A responsible approach to AI research
The response to Cicero since arriving at NeurIPS, he added, has been overwhelmingly positive.
“Honestly, I’ve been so happy by the reception in the community,” he said. “We just did an impromptu talk a couple of hours ago and it was just overflowing, people were sitting on the floor, because they didn’t have enough seats for everybody — I think the community is excited that there is this combination of strategic reasoning with language models, and they see that as a path forward for progress in AI.”
When it comes to ethics, Brown said he could only speak to his work specifically on Cicero.
“I can only comment on our own projects and [ethics] certainly was for us a priority,” he said. “That’s why we’re making the data, the models, accessible to the academic community.

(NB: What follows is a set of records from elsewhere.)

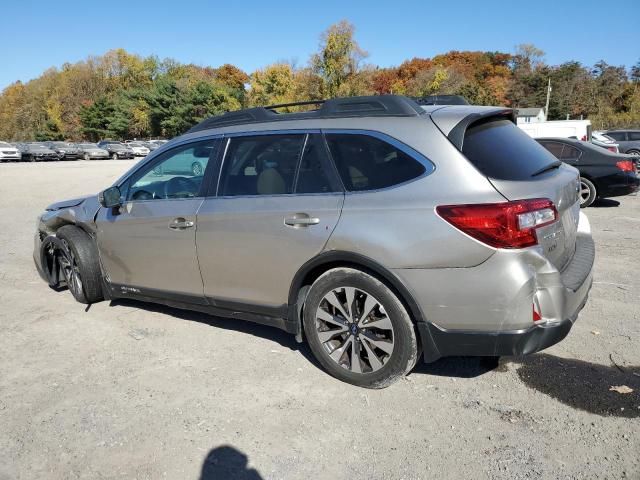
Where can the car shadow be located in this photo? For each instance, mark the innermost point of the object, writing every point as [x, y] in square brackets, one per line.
[226, 462]
[459, 367]
[276, 335]
[605, 203]
[583, 385]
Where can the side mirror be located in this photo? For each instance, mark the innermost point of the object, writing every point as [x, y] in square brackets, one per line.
[110, 198]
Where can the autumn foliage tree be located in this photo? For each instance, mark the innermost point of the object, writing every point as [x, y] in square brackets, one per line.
[122, 95]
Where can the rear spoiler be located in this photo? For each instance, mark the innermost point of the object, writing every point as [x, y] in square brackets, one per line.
[454, 121]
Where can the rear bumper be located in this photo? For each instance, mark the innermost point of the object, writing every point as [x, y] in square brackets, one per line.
[618, 185]
[487, 310]
[507, 343]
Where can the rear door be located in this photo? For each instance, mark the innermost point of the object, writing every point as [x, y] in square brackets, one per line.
[520, 168]
[278, 200]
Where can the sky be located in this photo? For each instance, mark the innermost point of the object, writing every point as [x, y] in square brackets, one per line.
[37, 35]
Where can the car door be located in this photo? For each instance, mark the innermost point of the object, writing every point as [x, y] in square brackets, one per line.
[147, 246]
[278, 200]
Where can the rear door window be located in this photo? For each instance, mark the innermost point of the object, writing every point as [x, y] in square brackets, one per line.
[500, 150]
[261, 165]
[365, 162]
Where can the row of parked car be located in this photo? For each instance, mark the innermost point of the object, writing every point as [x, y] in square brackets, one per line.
[49, 151]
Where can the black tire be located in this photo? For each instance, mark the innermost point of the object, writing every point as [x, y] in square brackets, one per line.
[80, 251]
[587, 186]
[405, 345]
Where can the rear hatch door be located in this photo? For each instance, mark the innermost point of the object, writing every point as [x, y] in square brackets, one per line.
[519, 168]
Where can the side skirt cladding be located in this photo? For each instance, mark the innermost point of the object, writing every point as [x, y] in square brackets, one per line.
[265, 315]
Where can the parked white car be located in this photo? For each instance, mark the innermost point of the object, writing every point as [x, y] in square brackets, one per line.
[139, 150]
[578, 129]
[9, 153]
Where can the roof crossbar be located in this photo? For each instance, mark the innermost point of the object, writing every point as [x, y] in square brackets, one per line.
[350, 107]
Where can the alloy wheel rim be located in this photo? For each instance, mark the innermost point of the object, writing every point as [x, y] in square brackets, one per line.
[354, 329]
[70, 269]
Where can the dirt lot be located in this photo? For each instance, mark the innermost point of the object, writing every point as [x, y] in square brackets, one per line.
[129, 390]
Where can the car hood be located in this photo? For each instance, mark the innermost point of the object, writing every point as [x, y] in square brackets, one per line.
[73, 202]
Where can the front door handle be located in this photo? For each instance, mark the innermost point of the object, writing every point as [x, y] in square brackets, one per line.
[180, 224]
[301, 220]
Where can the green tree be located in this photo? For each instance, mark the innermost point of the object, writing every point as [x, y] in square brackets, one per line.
[96, 118]
[339, 58]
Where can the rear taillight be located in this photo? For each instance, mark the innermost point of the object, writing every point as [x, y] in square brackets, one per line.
[626, 165]
[502, 225]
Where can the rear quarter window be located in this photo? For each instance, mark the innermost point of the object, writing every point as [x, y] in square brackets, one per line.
[365, 162]
[500, 150]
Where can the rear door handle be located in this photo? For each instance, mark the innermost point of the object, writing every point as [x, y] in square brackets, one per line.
[301, 220]
[180, 224]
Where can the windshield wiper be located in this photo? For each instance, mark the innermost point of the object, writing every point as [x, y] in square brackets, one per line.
[546, 168]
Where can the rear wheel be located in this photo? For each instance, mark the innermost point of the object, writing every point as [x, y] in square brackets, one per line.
[358, 329]
[588, 192]
[79, 264]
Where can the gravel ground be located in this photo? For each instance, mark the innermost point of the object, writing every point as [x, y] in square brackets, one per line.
[131, 390]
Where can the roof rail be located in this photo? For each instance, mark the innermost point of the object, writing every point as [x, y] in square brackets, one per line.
[371, 106]
[295, 104]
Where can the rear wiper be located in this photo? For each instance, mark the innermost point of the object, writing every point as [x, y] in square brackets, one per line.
[551, 166]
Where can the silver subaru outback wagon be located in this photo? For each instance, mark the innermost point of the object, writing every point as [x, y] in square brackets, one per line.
[376, 230]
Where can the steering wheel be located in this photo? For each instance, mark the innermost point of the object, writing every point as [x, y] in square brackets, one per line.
[180, 187]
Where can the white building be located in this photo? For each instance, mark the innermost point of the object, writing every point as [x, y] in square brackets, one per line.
[531, 115]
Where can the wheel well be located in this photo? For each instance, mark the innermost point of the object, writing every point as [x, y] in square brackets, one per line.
[313, 269]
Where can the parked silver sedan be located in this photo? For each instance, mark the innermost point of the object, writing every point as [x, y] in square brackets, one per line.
[376, 230]
[9, 153]
[91, 151]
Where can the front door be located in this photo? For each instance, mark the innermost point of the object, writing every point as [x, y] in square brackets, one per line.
[278, 202]
[147, 246]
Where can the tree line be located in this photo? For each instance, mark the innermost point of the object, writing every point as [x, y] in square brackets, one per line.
[122, 95]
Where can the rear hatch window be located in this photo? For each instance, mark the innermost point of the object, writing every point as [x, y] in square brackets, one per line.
[502, 151]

It’s really at the core of what FAIR (Facebook AI Research Group) stands for. I think that we’re trying to take in a responsible approach to our research.”
That said, Brown agreed that AI research is progressing very quickly. “It’s incredible to see the progress that’s being made across the field of AI, not just in our domain,” he said. “But I think it’s important to keep in mind that when you see these kinds of results, it might seem like they happen so quickly, but it has built on top of a lot and we spent years getting to this point.”
Will slow and steady win the AI race?
I liked what Andrew Ng had to say in his The Batch newsletter this week about Meta’s Galactica, in the aftermath of controversy around the model’s potential to generate false or misleading scientific articles:
“One problem with the way Galactica was released is that we don’t yet have a robust framework for understanding of the balance of benefit versus harm for this model, and different people have very different opinions. Prior to a careful analysis of benefit versus harm, I would not recommend “move fast and break things” as a recipe for releasing any product with potential for significant harm. I would love to see more extensive work — perhaps through limited-access trials — that validates the product’s utility to third parties, explores and develops ways to ameliorate harm, and documents this thinking clearly.”
So perhaps slow and steady will win the race, both for AI research and ethics? To add another cliche to the mix, time will tell. In the meantime, no rest for the weary in New Orleans: Keep me updated on all things NeurIPS!